Am Montagnachmittag sitzen wir im Bus nach Torres Vedras. Der Karneval in Torres Vedras gilt als der ‚portugiesischste‘ Karneval in Portugal. Zum traditionellen Karneval gehören u. a. ein großer Festzug, Narrengruppen, Cabeçudos (verkleidete Personen mit riesigen Köpfen) und Zé Pereira-Figuren mit Trommeln und Dudelsäcken. Highlight des Karnevals sind die Matrafonas oder Maria Cachuchas – Männer die als Frauen verkleidet sind, mit Perücken, High-Heels und kurzen Röcken. Von Samstag bis Montag verwandelt sich die Altstadt in eine große Karnevalsparty, alle sind verkleidet und in Feierlaune. Der Karneval hat seine Wurzeln im 19. Jahrhundert und kombiniert jeher satirische Traditionen mit christlichen Kostümen. Matrafonas begleiten den Festzug seit 1928 und seit 1985 legt ein Veranstaltungskomitee jedes Jahr ein Motto für den Karneval fest.
Magie und Fantasie
Das Motto des diesjährigen Karnevals ist ‚Magie und Fantasie‘ und ich habe mir auf dem Flohmarkt ein selbstgenähtes Kleid gekauft, das, wie ich finde, elfenmäßig aussieht. Nach ca. 50 Minuten sind wir am Ziel angekommen. Wir laufen in die Stadt rein und die kleinen Gassen sind wie ausgestorben. Kein Anzeichen davon, dass in ein paar Stunden die Straßen voll feiernder Menschen sein sollen. Aus einer weit entfernten Gasse hören wir Trommelmusik. Wir folgen der Musik und stoßen auf eine kleine Marschkapelle. Sie zieht an uns vorbei, dann wieder Ruhe. Wir beschließen, uns einen schönen Platz zu suchen, unseren Proviant zu essen und darauf zu warten, dass sich die Stadt füllt. Wir laufen hoch zur Stadtburg und setzen uns auf eine hohe weiße Mauer an einer kleinen Grünfläche mit Zitronenbaum. Es ist ruhig hier und die kleine Stadt scheint wie in der Vergangenheit steckengeblieben. Wir essen Brot mit Käse und Erdbeeren, trinken selbst gemachten Smoothie-Sangria und machen Fotos auf der Mauer.
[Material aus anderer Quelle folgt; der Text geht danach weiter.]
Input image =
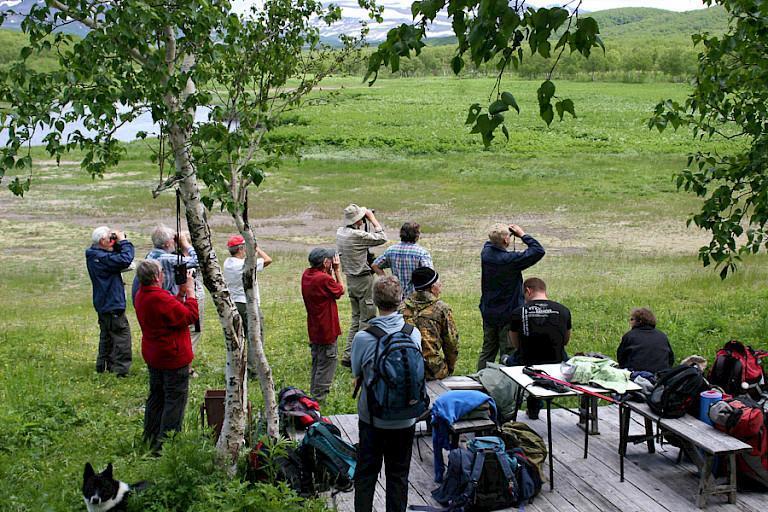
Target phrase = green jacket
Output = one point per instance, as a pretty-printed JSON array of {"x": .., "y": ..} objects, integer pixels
[{"x": 434, "y": 319}]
Als die Sonne fast untergegangen ist, machen wir uns wieder auf den Weg in die Stadt. Und plötzlich sind alle Wege in die Altstadt abgesperrt, rein kommt man nur noch mit Ticket für den Karneval. Das haben wir zum Glück und stehen bald am Hauptplatz, an dem mottogetreue, satirische Figuren aufgestellt sind. Da gibt es einen Regenbogen mit Goldtopf, ein aus dem Hut kommendes Kaninchen, einen Riesenpilz und Aladin auf seinem fliegenden Teppich. Aber es findet sich dort auch António Costa, der Premierminister Portugals, der versucht, mit seinem Zauberstab eine unbändige Krake zu kontrollieren, die mit ihren Tentakeln die Gerechtigkeit und Gesundheit erwürgt. An anderer Stelle jongliert Costa mit den Politikern der Opposition: Rui Rio, Francisco Rodrigues dos Santos, Jerónimo de Sousa und Catarina Martins. Auch Donald Trump darf hier nicht fehlen, mit Jair Bolsonaro auf einem Drachen reitend, der in einem Krieg gegen den Planeten Erde Rauch aus seinem Maul bläst, während Kim Jong-un Atomtests auf seinem Rücken durchführt.
In der Menge jonglieren
Nachdem wir die Figuren studiert und noch einen Kaffee getrunken haben, werden die Straßen so langsam richtig voll. Wir beschließen, etwas durch die Straßen zu laufen und finden uns auf einmal mitten im Karnevalszug wieder. Hinter uns ein paar Trommler und vor uns ein Wagen voll Matrafonas, die den Feiernden einheizen. So bewegt sich der Zug langsam und laut durch die Straßen und stoppt immer wieder, um den Mitlaufenden genug Zeit zum Tanzen zu lassen. Die Stimmung ist ausgelassen und alle in Feierlaune. So folgen wir dem Zug in der Menge tanzend und manchmal jonglierend einmal durch die ganze Innenstadt. Gegen 11 wird uns so langsam kalt in unseren Elfenkleidern und wir beschließen, dass wir den letzten Bus zurück nach Lissabon lieber nicht verpassen wollen – bis um 5 Uhr morgens wollen wir dann doch nicht mehr bleiben. Als wir aus der Stadt Richtung Bus laufen, kommen uns verkleidete Menschenmassen entgegen. Auch wenn die Feier offiziell um 5 Uhr nachmittags angefangen hat, scheint sie jetzt gegen halb 12 Uhr nachts erst richtig anzufangen – das hätten wir uns eigentlich denken können hier in Portugal, wo die Nacht gerne zum Tag gemacht wird. Ein portugiesischer Kommilitone meinte im Nachhinein sogar zu mir, dass die Karnevalsparty in Torres Vedras die ganze Nacht und sogar bis in den Nachmittag des nächsten Tages reicht. Auch wenn wir nicht die ganze Nacht durchgemacht haben – durch die Straßen zu tanzen war ein Erlebnis, das mich sehr leicht gestimmt hat.